Le hic, c’est que le gouvernement qui apprécie peu ou prou ce vaste mouvement d’humeur s’est refusé à réceptionner le préavis de grève. On peut donc subodorer un bras de fer entre le gouvernement et l’Union d’action syndicale qui n’entend pas reculer.

«La grève aura bel et bien lieu, elle est légale. Nous irons en grève et nous allons manifester», a martelé Bassolma Bazié devant la presse.
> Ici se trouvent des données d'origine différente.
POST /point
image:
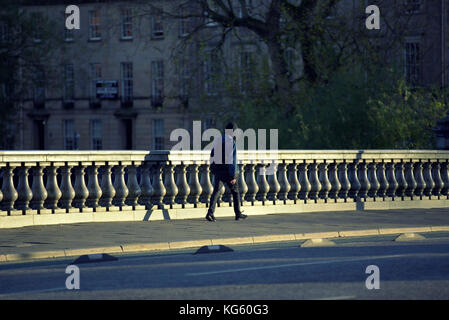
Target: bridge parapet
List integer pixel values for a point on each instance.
(54, 182)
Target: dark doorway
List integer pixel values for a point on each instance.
(39, 134)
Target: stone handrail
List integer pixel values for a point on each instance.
(46, 182)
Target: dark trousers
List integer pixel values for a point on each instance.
(234, 188)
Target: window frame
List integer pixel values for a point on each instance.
(95, 25)
(127, 81)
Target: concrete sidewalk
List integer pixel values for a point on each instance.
(67, 240)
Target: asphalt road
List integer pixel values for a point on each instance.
(407, 270)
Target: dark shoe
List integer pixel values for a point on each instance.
(241, 216)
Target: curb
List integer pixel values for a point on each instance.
(165, 246)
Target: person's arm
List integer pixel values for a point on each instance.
(232, 167)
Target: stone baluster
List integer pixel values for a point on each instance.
(383, 181)
(145, 186)
(194, 184)
(420, 182)
(133, 186)
(344, 180)
(391, 178)
(400, 178)
(170, 185)
(409, 178)
(314, 181)
(107, 189)
(121, 190)
(295, 186)
(206, 184)
(243, 187)
(262, 183)
(372, 178)
(355, 184)
(284, 185)
(53, 191)
(23, 189)
(273, 183)
(324, 180)
(436, 174)
(334, 181)
(427, 173)
(251, 181)
(183, 186)
(93, 187)
(445, 178)
(365, 185)
(10, 194)
(304, 181)
(158, 185)
(38, 188)
(81, 191)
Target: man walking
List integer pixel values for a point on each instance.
(225, 169)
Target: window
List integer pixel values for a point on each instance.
(413, 6)
(94, 75)
(5, 32)
(127, 24)
(96, 135)
(70, 140)
(247, 7)
(157, 73)
(184, 78)
(157, 27)
(68, 33)
(246, 66)
(158, 134)
(185, 24)
(37, 19)
(412, 63)
(211, 72)
(69, 83)
(127, 81)
(94, 25)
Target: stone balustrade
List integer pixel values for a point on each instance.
(50, 182)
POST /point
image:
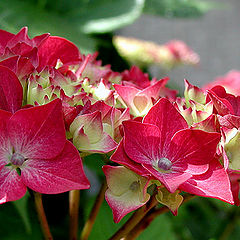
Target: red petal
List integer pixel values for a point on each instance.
(61, 174)
(193, 146)
(141, 141)
(214, 183)
(119, 156)
(11, 185)
(38, 132)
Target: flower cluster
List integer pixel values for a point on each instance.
(56, 104)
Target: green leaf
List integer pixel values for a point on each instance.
(104, 226)
(107, 15)
(160, 228)
(179, 8)
(14, 14)
(15, 226)
(21, 206)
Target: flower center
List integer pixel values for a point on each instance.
(164, 164)
(17, 159)
(134, 187)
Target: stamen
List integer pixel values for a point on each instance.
(17, 159)
(164, 164)
(134, 186)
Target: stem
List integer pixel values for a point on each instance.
(74, 197)
(92, 217)
(146, 221)
(134, 219)
(42, 216)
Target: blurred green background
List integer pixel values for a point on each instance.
(91, 24)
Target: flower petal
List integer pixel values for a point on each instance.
(11, 186)
(38, 132)
(214, 183)
(141, 141)
(61, 174)
(166, 117)
(193, 146)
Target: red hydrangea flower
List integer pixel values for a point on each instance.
(34, 153)
(165, 148)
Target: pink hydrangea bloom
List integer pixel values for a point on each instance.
(34, 153)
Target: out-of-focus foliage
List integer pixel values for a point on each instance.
(178, 8)
(70, 19)
(76, 20)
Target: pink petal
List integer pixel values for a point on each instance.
(38, 132)
(4, 38)
(11, 92)
(165, 116)
(214, 183)
(193, 146)
(61, 174)
(141, 141)
(11, 185)
(4, 141)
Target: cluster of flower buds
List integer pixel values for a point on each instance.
(57, 104)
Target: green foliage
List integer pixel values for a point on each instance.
(73, 20)
(19, 220)
(178, 8)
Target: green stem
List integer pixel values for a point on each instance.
(42, 216)
(146, 221)
(92, 217)
(74, 198)
(135, 219)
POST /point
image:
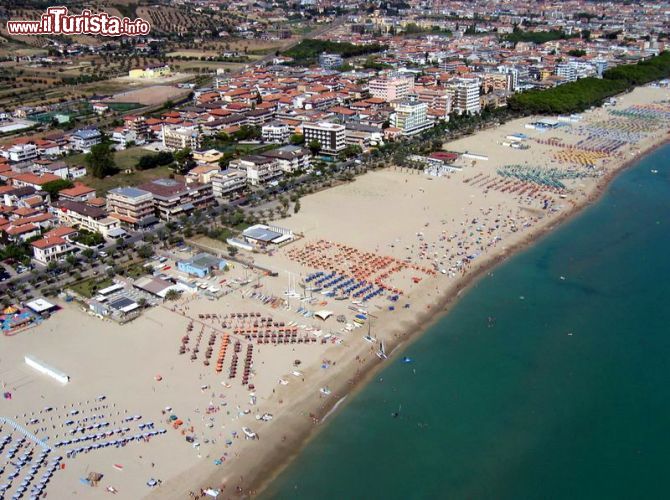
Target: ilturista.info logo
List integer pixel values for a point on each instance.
(57, 21)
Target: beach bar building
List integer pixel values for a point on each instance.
(263, 236)
(201, 265)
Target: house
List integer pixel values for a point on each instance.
(21, 152)
(201, 265)
(208, 156)
(276, 131)
(260, 169)
(176, 138)
(79, 192)
(174, 198)
(83, 216)
(290, 158)
(33, 180)
(50, 249)
(84, 139)
(228, 182)
(63, 170)
(23, 232)
(202, 174)
(132, 206)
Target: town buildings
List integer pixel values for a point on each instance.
(176, 138)
(174, 198)
(330, 136)
(83, 216)
(392, 87)
(132, 206)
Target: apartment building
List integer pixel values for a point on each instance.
(466, 95)
(175, 138)
(21, 152)
(290, 158)
(276, 132)
(566, 71)
(259, 169)
(437, 99)
(83, 140)
(330, 61)
(492, 82)
(174, 198)
(228, 182)
(136, 124)
(330, 136)
(410, 117)
(50, 249)
(132, 206)
(391, 88)
(83, 216)
(79, 192)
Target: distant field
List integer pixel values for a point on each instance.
(208, 65)
(193, 53)
(125, 160)
(148, 96)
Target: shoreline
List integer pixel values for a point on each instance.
(262, 476)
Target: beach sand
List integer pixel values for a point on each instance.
(461, 224)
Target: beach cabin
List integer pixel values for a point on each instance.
(263, 236)
(201, 265)
(41, 307)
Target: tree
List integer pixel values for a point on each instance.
(297, 139)
(145, 251)
(101, 161)
(184, 159)
(54, 187)
(314, 146)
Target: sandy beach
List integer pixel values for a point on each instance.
(418, 240)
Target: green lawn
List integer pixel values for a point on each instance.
(125, 160)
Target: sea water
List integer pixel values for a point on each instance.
(550, 378)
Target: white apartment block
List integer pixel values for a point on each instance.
(391, 88)
(21, 152)
(466, 95)
(225, 183)
(329, 135)
(276, 132)
(567, 71)
(259, 169)
(410, 117)
(82, 216)
(176, 138)
(50, 249)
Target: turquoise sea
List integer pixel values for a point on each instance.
(516, 407)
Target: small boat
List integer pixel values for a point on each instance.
(368, 337)
(249, 433)
(381, 353)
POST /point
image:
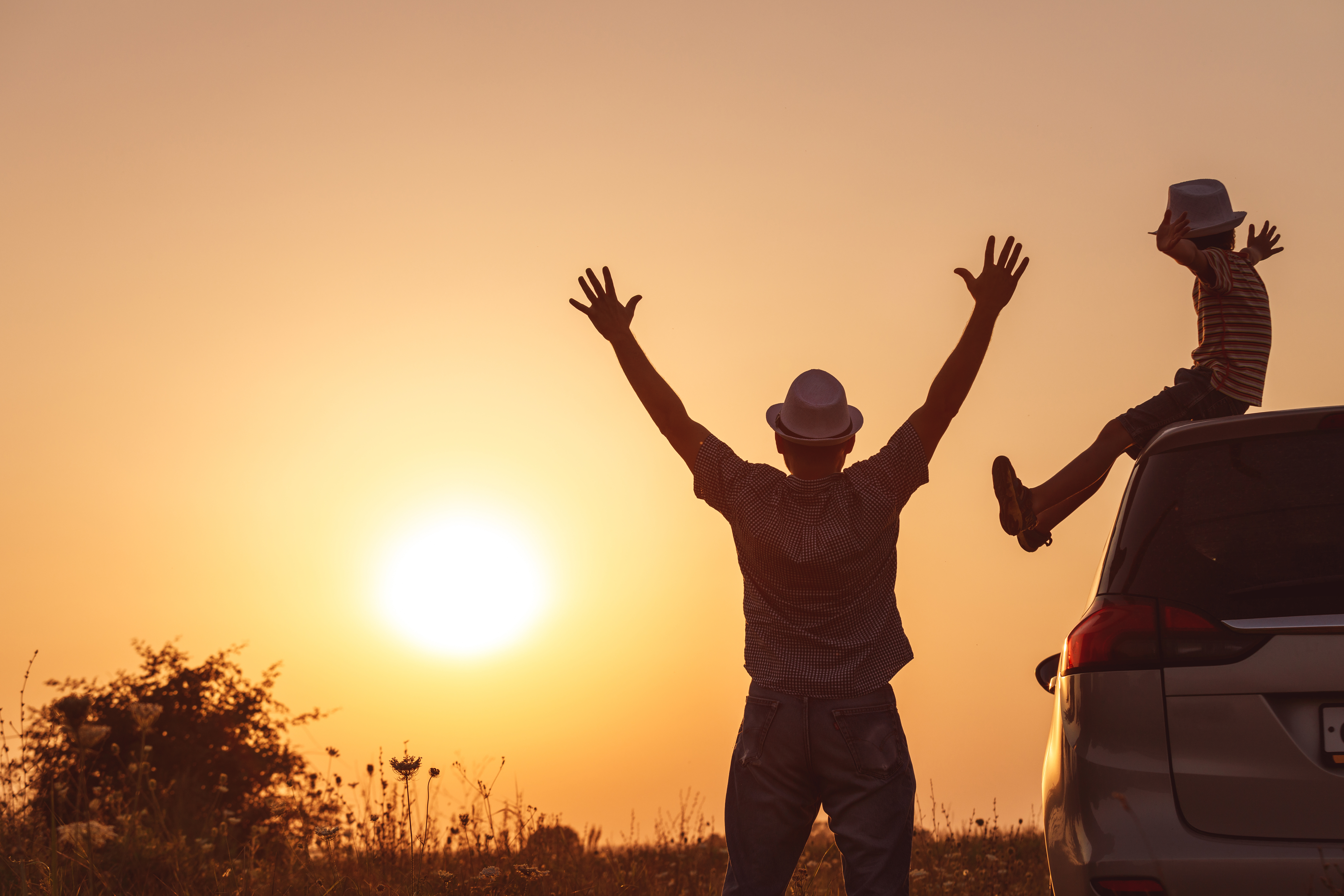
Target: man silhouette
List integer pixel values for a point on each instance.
(819, 569)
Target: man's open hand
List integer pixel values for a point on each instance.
(1264, 244)
(998, 281)
(1170, 233)
(609, 316)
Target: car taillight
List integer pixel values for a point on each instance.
(1193, 640)
(1117, 633)
(1108, 886)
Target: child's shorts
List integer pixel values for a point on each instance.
(1190, 398)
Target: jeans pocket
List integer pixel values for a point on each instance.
(875, 741)
(756, 726)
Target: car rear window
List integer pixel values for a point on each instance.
(1241, 528)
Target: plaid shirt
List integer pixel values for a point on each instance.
(819, 565)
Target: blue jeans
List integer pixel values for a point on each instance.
(799, 754)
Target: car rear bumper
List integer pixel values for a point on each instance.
(1111, 809)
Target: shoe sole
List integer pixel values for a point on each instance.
(1010, 515)
(1027, 545)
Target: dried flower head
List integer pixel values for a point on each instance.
(407, 768)
(73, 710)
(146, 715)
(91, 737)
(531, 872)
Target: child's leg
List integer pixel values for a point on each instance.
(1085, 473)
(1049, 519)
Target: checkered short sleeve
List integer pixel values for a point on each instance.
(721, 476)
(894, 472)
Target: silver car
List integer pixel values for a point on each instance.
(1200, 704)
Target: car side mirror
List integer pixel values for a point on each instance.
(1046, 672)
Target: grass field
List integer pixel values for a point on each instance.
(181, 780)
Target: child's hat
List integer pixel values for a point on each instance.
(1206, 203)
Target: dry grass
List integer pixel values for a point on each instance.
(103, 793)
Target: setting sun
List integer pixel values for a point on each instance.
(460, 585)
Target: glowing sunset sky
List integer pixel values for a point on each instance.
(281, 279)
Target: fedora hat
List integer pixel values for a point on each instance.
(1207, 205)
(815, 412)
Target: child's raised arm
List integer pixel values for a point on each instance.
(1261, 248)
(1171, 241)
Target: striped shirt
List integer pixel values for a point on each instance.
(1234, 331)
(819, 565)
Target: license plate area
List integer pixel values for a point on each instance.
(1333, 731)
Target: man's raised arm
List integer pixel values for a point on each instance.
(612, 320)
(991, 291)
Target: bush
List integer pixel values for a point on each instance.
(181, 780)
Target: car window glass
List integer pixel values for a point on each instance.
(1240, 528)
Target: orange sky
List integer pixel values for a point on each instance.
(280, 277)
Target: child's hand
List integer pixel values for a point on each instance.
(1264, 245)
(1170, 233)
(998, 281)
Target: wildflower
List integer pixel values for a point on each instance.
(74, 711)
(146, 715)
(405, 768)
(91, 832)
(530, 872)
(91, 737)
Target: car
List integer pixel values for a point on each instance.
(1200, 703)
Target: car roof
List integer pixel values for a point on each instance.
(1237, 428)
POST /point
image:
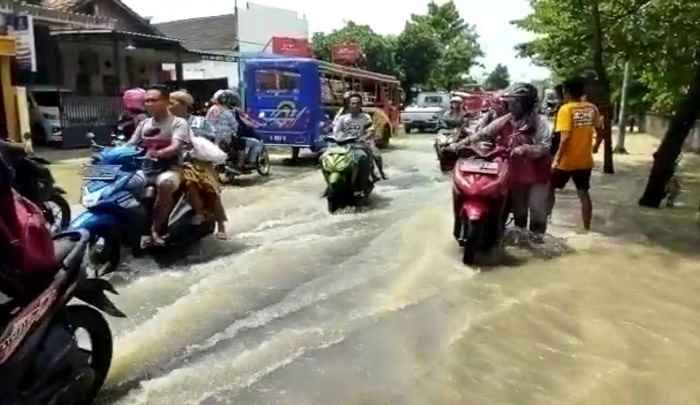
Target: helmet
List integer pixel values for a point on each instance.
(134, 99)
(526, 92)
(227, 97)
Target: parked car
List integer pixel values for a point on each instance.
(425, 114)
(45, 113)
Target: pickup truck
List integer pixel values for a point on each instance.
(425, 114)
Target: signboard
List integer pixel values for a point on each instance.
(21, 27)
(348, 53)
(297, 47)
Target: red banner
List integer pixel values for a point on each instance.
(347, 54)
(298, 47)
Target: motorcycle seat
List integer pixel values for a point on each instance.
(63, 247)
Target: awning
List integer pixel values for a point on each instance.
(134, 39)
(56, 17)
(8, 46)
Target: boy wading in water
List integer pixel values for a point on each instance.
(576, 122)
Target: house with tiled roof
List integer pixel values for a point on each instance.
(90, 51)
(223, 38)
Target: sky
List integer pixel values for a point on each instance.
(491, 18)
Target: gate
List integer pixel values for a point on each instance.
(83, 114)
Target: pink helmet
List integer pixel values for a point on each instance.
(134, 99)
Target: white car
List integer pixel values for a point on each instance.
(45, 113)
(425, 114)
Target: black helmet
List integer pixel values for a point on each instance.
(526, 92)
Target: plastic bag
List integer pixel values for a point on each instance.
(205, 150)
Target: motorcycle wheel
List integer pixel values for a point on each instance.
(262, 163)
(471, 245)
(104, 253)
(385, 139)
(81, 318)
(333, 204)
(57, 213)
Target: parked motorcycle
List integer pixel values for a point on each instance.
(446, 159)
(119, 195)
(44, 358)
(35, 182)
(347, 169)
(256, 155)
(256, 159)
(480, 195)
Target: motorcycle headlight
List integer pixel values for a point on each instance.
(91, 198)
(336, 162)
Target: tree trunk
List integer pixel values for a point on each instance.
(605, 107)
(622, 120)
(665, 157)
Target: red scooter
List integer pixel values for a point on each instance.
(479, 196)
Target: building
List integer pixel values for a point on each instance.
(224, 38)
(105, 60)
(85, 53)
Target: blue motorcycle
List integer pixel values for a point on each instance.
(119, 197)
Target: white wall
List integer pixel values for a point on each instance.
(257, 24)
(208, 69)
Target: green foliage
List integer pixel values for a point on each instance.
(498, 79)
(435, 51)
(379, 50)
(659, 38)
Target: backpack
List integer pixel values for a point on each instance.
(24, 231)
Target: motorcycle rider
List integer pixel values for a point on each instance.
(496, 108)
(358, 124)
(454, 117)
(133, 100)
(200, 178)
(529, 136)
(222, 116)
(165, 136)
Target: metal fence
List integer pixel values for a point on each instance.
(83, 114)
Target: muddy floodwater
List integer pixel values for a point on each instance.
(375, 307)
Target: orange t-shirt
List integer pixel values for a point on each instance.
(578, 121)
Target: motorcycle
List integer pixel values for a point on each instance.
(256, 155)
(43, 356)
(480, 193)
(256, 159)
(446, 159)
(347, 170)
(35, 182)
(119, 197)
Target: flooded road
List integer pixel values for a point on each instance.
(302, 307)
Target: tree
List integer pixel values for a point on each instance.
(438, 49)
(417, 53)
(658, 37)
(665, 157)
(498, 79)
(379, 51)
(573, 41)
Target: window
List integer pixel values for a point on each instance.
(277, 81)
(433, 100)
(47, 98)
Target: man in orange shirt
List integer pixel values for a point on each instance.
(576, 122)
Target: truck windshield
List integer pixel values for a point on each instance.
(272, 81)
(432, 100)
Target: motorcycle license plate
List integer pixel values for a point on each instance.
(101, 172)
(479, 166)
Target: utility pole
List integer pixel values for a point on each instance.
(622, 123)
(241, 83)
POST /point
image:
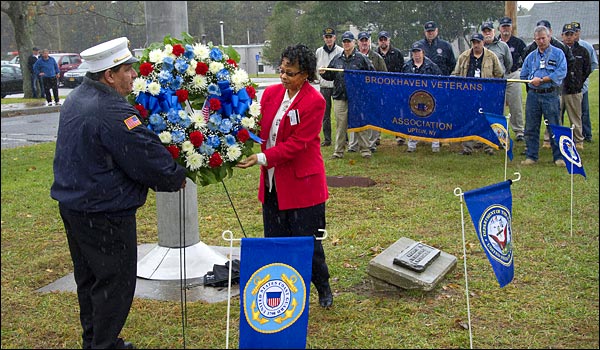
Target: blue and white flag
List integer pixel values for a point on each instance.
(275, 276)
(562, 136)
(499, 125)
(424, 107)
(491, 212)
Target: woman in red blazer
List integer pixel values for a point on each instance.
(293, 187)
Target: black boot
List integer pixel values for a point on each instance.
(325, 295)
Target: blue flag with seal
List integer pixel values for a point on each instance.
(424, 107)
(499, 125)
(491, 212)
(564, 140)
(275, 276)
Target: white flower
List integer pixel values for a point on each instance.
(239, 79)
(194, 161)
(215, 67)
(165, 137)
(154, 88)
(255, 109)
(139, 85)
(187, 147)
(156, 56)
(201, 51)
(248, 123)
(233, 152)
(198, 120)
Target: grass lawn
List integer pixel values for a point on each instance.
(551, 303)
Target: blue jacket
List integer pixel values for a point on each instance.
(100, 164)
(49, 67)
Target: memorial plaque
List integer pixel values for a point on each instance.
(417, 256)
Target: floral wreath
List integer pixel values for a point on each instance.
(202, 106)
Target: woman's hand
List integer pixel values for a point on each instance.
(248, 162)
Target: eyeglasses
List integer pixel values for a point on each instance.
(289, 74)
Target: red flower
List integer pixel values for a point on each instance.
(178, 50)
(232, 62)
(215, 160)
(215, 104)
(146, 68)
(243, 135)
(196, 138)
(174, 150)
(143, 112)
(201, 68)
(182, 95)
(251, 91)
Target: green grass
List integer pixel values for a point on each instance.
(551, 303)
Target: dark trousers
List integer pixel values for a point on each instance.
(327, 92)
(50, 83)
(104, 253)
(295, 223)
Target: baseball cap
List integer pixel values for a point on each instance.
(417, 45)
(568, 28)
(477, 36)
(505, 21)
(430, 26)
(545, 23)
(383, 33)
(347, 36)
(487, 25)
(108, 54)
(328, 31)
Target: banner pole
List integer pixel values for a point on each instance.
(458, 192)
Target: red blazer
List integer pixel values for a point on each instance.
(296, 156)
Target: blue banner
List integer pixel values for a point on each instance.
(491, 212)
(564, 140)
(275, 276)
(499, 125)
(424, 107)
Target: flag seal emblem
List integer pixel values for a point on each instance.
(421, 103)
(495, 233)
(568, 150)
(274, 298)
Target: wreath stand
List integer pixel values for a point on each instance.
(177, 214)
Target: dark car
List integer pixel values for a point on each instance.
(12, 79)
(74, 77)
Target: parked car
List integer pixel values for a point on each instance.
(65, 61)
(74, 77)
(12, 79)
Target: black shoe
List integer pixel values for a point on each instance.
(325, 296)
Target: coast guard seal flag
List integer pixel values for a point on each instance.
(275, 278)
(491, 212)
(562, 136)
(424, 107)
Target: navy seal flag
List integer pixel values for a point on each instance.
(491, 212)
(562, 136)
(275, 276)
(424, 107)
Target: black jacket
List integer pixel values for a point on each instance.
(102, 166)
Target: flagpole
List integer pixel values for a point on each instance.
(572, 176)
(459, 192)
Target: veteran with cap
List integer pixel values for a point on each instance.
(105, 162)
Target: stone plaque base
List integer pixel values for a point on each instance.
(383, 270)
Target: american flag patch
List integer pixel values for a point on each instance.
(132, 122)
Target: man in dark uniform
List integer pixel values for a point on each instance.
(104, 164)
(438, 50)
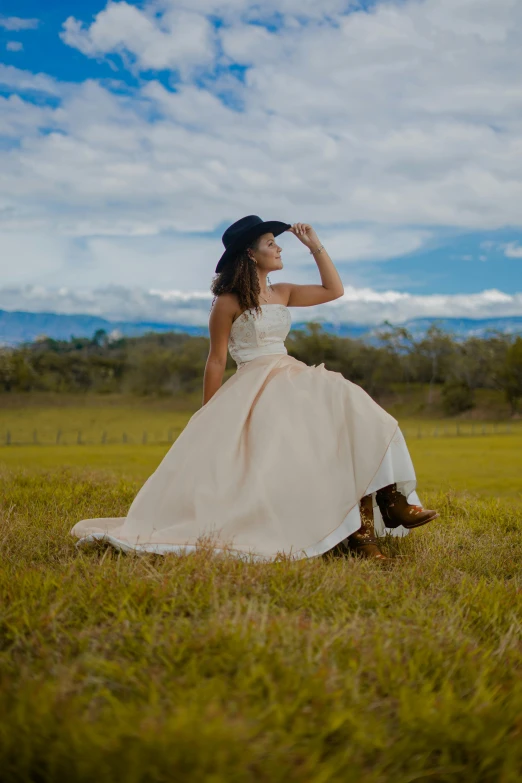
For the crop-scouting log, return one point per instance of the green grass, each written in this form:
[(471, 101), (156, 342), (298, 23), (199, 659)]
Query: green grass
[(197, 668), (201, 668), (486, 466)]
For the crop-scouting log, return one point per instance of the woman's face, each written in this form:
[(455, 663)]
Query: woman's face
[(267, 255)]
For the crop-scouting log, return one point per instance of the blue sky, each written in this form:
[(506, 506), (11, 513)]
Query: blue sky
[(132, 134)]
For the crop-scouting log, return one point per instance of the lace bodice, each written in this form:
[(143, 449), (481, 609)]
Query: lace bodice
[(253, 335)]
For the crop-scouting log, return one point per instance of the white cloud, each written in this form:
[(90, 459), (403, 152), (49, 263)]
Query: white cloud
[(358, 305), (401, 119), (15, 23), (512, 250), (178, 39)]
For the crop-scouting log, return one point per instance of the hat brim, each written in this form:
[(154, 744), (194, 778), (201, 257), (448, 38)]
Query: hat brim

Précisant qu’aucune notification d’interdiction de la manifester n’a été transmise à l’UAS.

Le syndicaliste s’est même permis quelques piques à l’encontre du régime qu’il a jugé moins innovant en termes d’action. «Le régime au pouvoir a toujours agit de la même façon depuis la nuit des temps. Quand un problème se présente au lieu de le résoudre, ils créent une autre affaire dans l’affaire. Ensuite, ils jouent sur le sensationnel pour essayer de manipuler l’opinion publique», a-t-il critiqué.

Après la conférence de ce mardi, beaucoup s’interrogent sur ce que pourrait être la réaction du gouvernement. Va-t-il ordonner l’interdiction pure et simple de cette marche-meeting? Dans le cas échéance, si l’UAS maintient toujours son mouvement, va-t-il oser mettre aux arrêts Bassolma Bazié, comme ils l’ont fait pour Pascal Zaïda en 2017? La suite des évènements nous situera.

Pascal Zaïda, faut-il le rappeler, avait voulu organiser avec ses camardes un meeting pour dénoncer «les attaques terroristes et la mal gouvernance du régime» quand il a été arrêté et placé sous mandat de dépôt.